- Died: May 31, 2016 (aged 70)
- Education: East Stroudsburg University of Pennsylvania
- Occupations: Advertising, radio marketing
- Website: www.fredcatona.com

= Fred Catona =

Fred Catona was an American entrepreneur and founder of Radio Direct Response, a marketing company focused on radio campaigns, where his marketing campaigns helped to launch websites such as Priceline.com and FreeCreditReport.com. He later founded Bulldozer Digital, a direct-response advertising agency located in Blue Bell, Pennsylvania.

== Early career ==
After graduating from East Stroudsburg University of Pennsylvania with a degree in health and physical education, Catona worked as a high school health-science teacher and athletics coach at Akiba Hebrew Academy and Solomon Schechter Day School.

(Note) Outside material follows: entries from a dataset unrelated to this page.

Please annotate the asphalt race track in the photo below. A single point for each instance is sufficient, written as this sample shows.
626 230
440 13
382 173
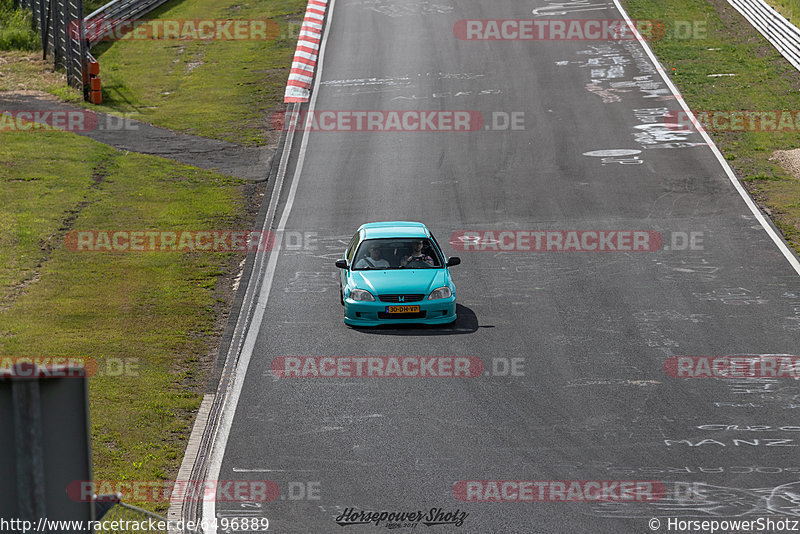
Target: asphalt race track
591 399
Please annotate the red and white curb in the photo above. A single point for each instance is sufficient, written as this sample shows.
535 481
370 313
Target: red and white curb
298 88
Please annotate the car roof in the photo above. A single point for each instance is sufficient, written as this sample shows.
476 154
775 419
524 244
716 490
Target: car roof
389 229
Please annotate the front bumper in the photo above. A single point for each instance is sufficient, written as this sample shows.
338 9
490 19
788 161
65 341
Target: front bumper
439 311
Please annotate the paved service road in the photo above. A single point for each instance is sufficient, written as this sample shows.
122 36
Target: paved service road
592 400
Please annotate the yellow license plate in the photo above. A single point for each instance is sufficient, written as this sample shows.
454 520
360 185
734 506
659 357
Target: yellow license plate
402 309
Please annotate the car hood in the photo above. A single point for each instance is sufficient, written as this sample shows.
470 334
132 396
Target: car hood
398 281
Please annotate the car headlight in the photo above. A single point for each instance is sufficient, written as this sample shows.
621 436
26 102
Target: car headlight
440 293
362 295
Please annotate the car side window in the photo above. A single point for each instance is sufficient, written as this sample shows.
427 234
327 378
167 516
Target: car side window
351 249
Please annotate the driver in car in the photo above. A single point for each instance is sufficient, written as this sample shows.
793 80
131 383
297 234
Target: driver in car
373 261
417 255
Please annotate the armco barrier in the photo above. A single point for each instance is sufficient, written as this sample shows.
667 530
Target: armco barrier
783 35
61 37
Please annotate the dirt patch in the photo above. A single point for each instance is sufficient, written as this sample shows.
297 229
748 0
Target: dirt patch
789 160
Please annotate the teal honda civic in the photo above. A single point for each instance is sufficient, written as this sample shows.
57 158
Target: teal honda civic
396 273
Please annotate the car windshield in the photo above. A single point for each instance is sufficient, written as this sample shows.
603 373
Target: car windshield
405 253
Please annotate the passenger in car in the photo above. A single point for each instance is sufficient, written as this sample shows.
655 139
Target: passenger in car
417 255
373 261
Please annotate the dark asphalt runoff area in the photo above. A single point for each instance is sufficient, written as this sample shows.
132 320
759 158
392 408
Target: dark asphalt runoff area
592 400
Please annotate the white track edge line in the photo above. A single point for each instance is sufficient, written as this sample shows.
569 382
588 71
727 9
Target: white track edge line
232 401
778 240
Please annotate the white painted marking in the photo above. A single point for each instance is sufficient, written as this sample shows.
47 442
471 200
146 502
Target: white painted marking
787 253
612 153
229 408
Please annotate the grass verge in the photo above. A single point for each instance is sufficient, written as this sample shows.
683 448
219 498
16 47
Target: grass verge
158 313
788 8
763 81
214 88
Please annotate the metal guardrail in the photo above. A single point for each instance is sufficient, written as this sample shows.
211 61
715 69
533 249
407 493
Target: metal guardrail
115 13
781 33
116 515
62 36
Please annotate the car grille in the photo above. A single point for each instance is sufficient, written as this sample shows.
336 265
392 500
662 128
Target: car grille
396 298
384 315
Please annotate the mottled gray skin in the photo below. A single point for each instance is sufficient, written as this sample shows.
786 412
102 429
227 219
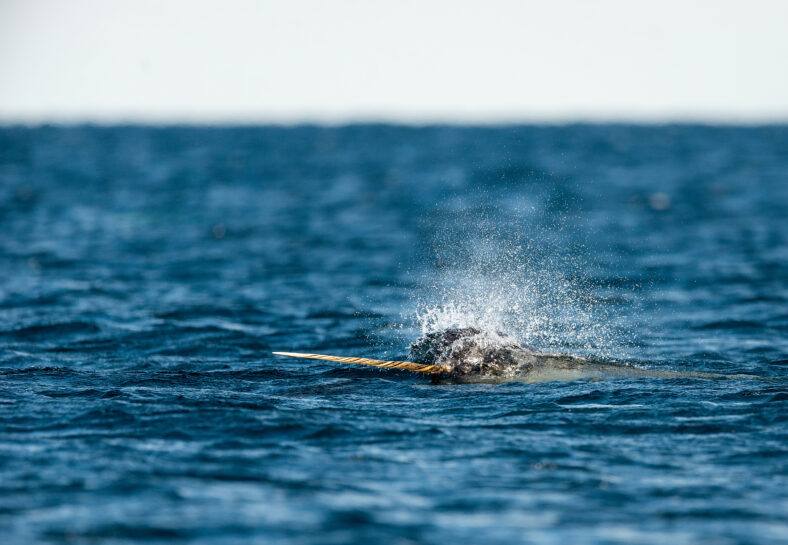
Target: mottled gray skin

As a young adult, he opened a small business called “The Country Grocer” in Swarthmore, Pennsylvania. In 1983, he founded a mail-order food company called "A Taste of Philadelphia", which offered Philadelphia-area specialties to customers outside the region.

He also attempted to create a Philadelphia hoagie suitable for space travel in collaboration with astronaut Guion S. Bluford Jr. for the STS-8 mission, but the project was not included in the mission due to technical limitations.
==Life after mail-order==

===Radio Direct Response===
In promoting his mail-order business, Catona observed the effectiveness of radio advertising for generating sales. He conducted radio interviews and coordinated advertising through commercials and promotional giveaways. Building on this experience, he developed a direct-response format for radio advertising. Businesses in the infomercial industry began to take notice of Catona's methods and sought his assistance to reach a wider audience. In 1993, Catona founded “Radio Direct Response”, the first advertising agency focusing exclusively on direct-response radio marketing. As the agency grew, he was approached by entrepreneur Jay Walker with an idea for a website where consumers could name their own price for airline tickets. Catona developed a campaign for this website, later known as Priceline.com, using William Shatner as a celebrity spokesperson. Within the first 18 months of its launch, Priceline.com generated approximately 1 billion dollars using direct-response radio. He also assisted with campaigns for FreeCreditReport.com and other companies in the direct-response advertising sector.

=== Direct response radio marketing ===
Direct-response radio marketing has been used since the 1920s, when advertisers began using radio to elicit immediate responses from consumers. Over time, the approach evolved, and some agencies began to specialize in full-service direct-response radio marketing.

The principals of direct response radio marketing are similar to all types of direct response marketing – direct offer to purchase direct from the manufacture, no middle man or broker. The theory is that because there is no middle men there will be lower pricing. For example, it is a common practice for a retail store to double the price for want they paid for a product before selling it to the public. Also chances are the retailer did not buy the product from a manufacture but rather from a broker who also had a mark-up on the product.

Direct response radio marketing usually works directly with manufacturers.

=== Later life ===
Catona was the founder and chief marketing strategist of Bulldozer Digital, an advertising agency utilizing both direct response radio advertising and Catona's newest development called “Digital Convergence Marketing”, which generates leads to maintain contact with clients potential customers.

He was active in community affairs, mentoring local entrepreneurs and service as a Big Brother.

Catona died on May 31, 2016, due to injuries sustained in a car accident.